Balance and harmony mean something different in the Temperance card when we start looking at our careers or any sort of vocation. In this case, this card’s lesson is that you should be seeking a situation where you can combine the things you love with the things you’re good at, and achieving balance that way. You should then also be using that energy to move in the world creating harmony with your steps. In short, Temperance frequently shows up for queer seekers as a sign that it’s time to move into an activist role within your local LGBTQQIAP+ community. You are being called on to make the world better by using your own voice and story to motivate yourself and create change, and you are being called on to create satisfaction for yourself the same way. In queering the tarot, this is the most common interpretation of this card that I’ve seen come up. The time to be a part of this community has passed, and it is now time to ascend into either a supporting role for other queer folk, or a leadership role in making change.

The Temperance card also speaks to moderation, and how important it is. As we seek to retain balance in our lives, that also means we can’t fill one cup by depleting another. That first message of self-care that I talked about is crucial for that. You can not solely pour your energy into activist work or your gender or sexual identity. It is so tempting to do so — I frequently have to pull back from things because I’ve lost sense of who I am beyond “queer.” It’s completely natural to give into this temptation once we find people that accept us, but we are whole people and it’s important to monitor and nurture our other identities too. I’m also an artist, a geek, a witch, a damn good sister to siblings by both blood and choice, and so many other things that deserve my attention sometimes. Even as I, and many of us, make my money, my art, my life around queer things, it is important to nurture all sides of that beyond the identity itself.
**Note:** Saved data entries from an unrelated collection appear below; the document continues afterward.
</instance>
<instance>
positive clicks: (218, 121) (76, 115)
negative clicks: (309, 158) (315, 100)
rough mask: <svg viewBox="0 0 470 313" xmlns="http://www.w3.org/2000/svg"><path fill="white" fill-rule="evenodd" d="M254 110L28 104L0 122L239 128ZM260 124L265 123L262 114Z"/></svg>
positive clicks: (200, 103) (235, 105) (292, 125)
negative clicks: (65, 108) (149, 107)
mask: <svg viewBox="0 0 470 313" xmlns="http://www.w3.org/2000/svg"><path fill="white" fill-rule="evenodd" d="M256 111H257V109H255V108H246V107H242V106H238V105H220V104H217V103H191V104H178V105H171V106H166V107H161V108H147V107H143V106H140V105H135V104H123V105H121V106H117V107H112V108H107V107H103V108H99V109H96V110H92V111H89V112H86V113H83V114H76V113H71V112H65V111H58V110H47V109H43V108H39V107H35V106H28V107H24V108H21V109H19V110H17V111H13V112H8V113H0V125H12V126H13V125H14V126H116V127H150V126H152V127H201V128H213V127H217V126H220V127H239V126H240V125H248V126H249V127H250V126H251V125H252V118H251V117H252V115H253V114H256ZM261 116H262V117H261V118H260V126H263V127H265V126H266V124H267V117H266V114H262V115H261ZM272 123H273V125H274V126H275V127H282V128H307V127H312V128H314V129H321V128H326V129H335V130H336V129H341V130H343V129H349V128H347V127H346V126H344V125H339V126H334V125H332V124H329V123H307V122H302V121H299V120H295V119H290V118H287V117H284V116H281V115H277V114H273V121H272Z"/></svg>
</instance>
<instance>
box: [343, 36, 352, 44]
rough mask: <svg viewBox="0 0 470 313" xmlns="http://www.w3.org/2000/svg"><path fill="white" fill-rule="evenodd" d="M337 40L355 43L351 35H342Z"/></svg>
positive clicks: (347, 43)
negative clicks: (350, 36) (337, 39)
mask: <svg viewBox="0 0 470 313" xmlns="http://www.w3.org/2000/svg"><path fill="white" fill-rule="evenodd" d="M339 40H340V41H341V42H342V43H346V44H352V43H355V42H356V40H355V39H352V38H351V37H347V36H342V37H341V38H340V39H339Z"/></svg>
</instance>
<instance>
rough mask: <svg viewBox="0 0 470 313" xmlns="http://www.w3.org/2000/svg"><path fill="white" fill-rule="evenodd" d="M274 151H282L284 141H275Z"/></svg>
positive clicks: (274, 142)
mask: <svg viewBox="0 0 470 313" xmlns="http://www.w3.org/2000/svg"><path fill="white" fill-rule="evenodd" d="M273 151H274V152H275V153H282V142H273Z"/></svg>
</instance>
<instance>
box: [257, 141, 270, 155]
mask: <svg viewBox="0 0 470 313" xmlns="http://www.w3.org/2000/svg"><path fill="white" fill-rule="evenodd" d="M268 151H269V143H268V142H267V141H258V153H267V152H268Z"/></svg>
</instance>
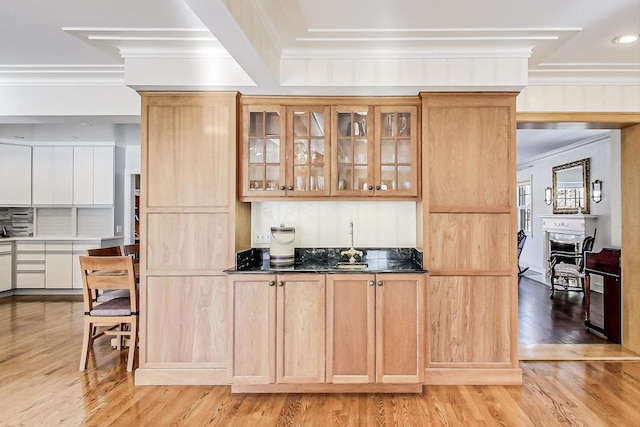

Moderation is also an incredibly important message for querants from our community because we have a really rad sober community within the larger queer community, and it’s wonderful that those resources are out there. That being said, the literal lesson of moderation within the Temperance card is to monitor your vices and escape mechanism’s closely, and make sure you’re not overindulging. Drug and alcohol abuse are a fact of any group in society, but I know for queer clients this issue has specifically come up as a reminder not to go too far, or for those in sobriety as a reminder that life balance is ultra-key to continuation of sobriety.

Temperance is one of the trickier cards to read for someone else, because one person’s balance is another’s chaos. Check in with yourself or the seeker to see what resonates as you talk through this card. It is arguably one of the most individualized in the deck, but delving into it a little deeper and relying on other cards to fill in the bigger picture will provide the crucial messages for a queer client.